The two manuscripts, Grady's and James's, prove always misplaced or migratory; the dead dog enjoys quite a posthumous odyssey; Grady is discreetly pursued by Hannah, his likewise gifted student and tenant, in her trademark red cowboy boots. He himself is almost always wearing a marijuana haze from the pot package in his glove compartment-much of this peripatetic movie cruises about in cars. And I haven't even mentioned the tuba, Marilyn Monroe's wedding jacket, or Grady's blackout spells. The dialogue is discontinuous, illogical, archly oblique; 112 minutes of this age you by many hours.

Michael Douglas is a believably befuddled, shaggy Grady. Tobey Maguire, though good as the off-kilter genius James, relies on too many recycled cutenesses. Katie Holmes is delicious as Hannah, but Robert Downey Jr., as Terry, steals the show with his amiable cynicism and breakneck throwaway delivery. Inexcusable, however, is the Sara of Frances McDormand, who carries on in a way ill-befitting her role, looks, and age. Not for a moment do we believe her as Grady's yearned-for love object. But then, do we believe a writer who single-spaces thousands of pages, and is singularly indifferent to their being blown away by gusts of wind?

--Insidiously likable is The Whole Nine Yards, about a Montreal dentist, Nicholas "Oz" Oseransky, whose horrid wife, Sophie, keeps hiring people to off him, so she can collect on his life insurance. Jimmy "The Tulip" Tudeski, a hit man in hiding from a Chicago crime family, the Gogolak gang, moves in next door. Pretty soon he, too, is stalked by killers, Sophie having ratted to the Gogolaks for prize money. The jittery Oz and the relaxed Jimmy band together, and all is well until Oz, yielding to the promptings of his pretty assistant, Jill, to get himself a girl, falls for Cynthia, Jimmy's estranged wife, and ends up, along with her, on Jimmy's hit list.

Oz gambles his life to save Cynthia, who, hardened as she is, surprisingly finds herself reciprocating his feelings. Things get marvelously entangled and hilariously resolved, as we know they will be, and still, between laughs, we actually worry about the characters.
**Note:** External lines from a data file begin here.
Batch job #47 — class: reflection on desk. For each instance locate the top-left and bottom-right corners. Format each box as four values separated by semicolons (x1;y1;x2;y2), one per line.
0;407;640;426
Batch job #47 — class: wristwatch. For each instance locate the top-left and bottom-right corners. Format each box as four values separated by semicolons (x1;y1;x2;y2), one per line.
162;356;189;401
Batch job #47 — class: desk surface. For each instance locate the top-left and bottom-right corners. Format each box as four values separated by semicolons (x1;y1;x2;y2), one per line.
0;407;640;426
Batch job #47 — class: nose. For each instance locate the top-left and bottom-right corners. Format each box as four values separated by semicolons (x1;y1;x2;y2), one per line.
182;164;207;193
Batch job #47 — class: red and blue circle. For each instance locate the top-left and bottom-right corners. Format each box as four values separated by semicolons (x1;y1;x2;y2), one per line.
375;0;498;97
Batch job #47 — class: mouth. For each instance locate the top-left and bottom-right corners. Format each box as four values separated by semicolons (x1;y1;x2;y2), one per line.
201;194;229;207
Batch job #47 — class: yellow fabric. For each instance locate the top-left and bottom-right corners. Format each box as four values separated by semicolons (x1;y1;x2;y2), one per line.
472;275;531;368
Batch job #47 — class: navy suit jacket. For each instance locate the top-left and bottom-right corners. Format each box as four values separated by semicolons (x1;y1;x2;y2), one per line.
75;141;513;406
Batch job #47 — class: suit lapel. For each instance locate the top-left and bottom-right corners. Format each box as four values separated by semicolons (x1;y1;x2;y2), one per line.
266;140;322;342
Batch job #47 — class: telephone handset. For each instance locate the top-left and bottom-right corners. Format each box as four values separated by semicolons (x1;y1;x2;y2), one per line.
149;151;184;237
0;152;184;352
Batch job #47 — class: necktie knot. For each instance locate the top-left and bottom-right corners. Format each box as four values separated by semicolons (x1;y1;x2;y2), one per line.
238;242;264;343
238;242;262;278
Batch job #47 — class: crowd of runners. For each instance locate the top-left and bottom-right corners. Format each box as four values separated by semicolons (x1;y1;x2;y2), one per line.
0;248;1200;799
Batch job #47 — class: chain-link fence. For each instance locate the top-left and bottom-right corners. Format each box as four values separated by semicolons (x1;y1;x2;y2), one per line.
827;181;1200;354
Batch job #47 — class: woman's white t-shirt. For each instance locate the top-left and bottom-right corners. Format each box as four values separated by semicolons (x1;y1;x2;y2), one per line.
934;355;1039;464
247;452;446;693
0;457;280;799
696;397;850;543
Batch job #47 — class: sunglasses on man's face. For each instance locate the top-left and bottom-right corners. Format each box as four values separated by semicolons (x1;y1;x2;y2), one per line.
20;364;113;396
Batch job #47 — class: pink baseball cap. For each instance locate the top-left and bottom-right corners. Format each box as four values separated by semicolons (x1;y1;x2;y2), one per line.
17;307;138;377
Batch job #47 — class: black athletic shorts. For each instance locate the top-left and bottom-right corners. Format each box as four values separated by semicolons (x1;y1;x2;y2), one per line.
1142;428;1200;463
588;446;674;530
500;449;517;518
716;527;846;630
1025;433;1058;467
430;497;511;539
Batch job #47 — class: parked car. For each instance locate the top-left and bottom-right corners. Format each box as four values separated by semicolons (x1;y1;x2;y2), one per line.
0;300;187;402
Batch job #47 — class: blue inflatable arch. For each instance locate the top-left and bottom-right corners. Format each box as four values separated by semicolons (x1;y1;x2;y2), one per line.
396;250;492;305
Matthew Perry, as Oz, excels at comic timing and physical comedy. But his emotional pratfalls are just as amusing and winning as he holds his frenetic own against Bruce Willis's charmingly cool comic persona, garnished with a smile poised midway between bonhomie and menace, as is his slightly hooded voice and split-second agility.

Rosanna Arquette's Sophie is overdone, but the other two women are as good as they are gorgeous. Natasha Henstridge is distant and chilly as Cynthia, but both initially and when she finally melts, enough to die for. So, too, is Amanda Peet, who superbly blends sexiness, comedy, and disturbing undertones. There is staunch supporting work from Michael Clarke Duncan and Kevin Pollak. Mitchell Kapner's script cascades smoothly, its comic effervescence never self-indulgent. Jonathan Lynn has directed with a canny blend of bravura and geniality, and the Montreal setting, unobtrusively picturesque, contributes handsomely.--A group of Danish filmmakers signed a vow of chastity, called "Dogma 95." All shooting is to be done on location, with no smuggled-in props. The sound must always be simultaneous with the images, not added later. The light must be natural, the camera handheld. The unsensational action must take place here and now, and the director must not be credited. This may seem excessive, but some of it is strangely fruitful. Certainly, Soren Kragh-Jacobsen's Mifune is a heartening success.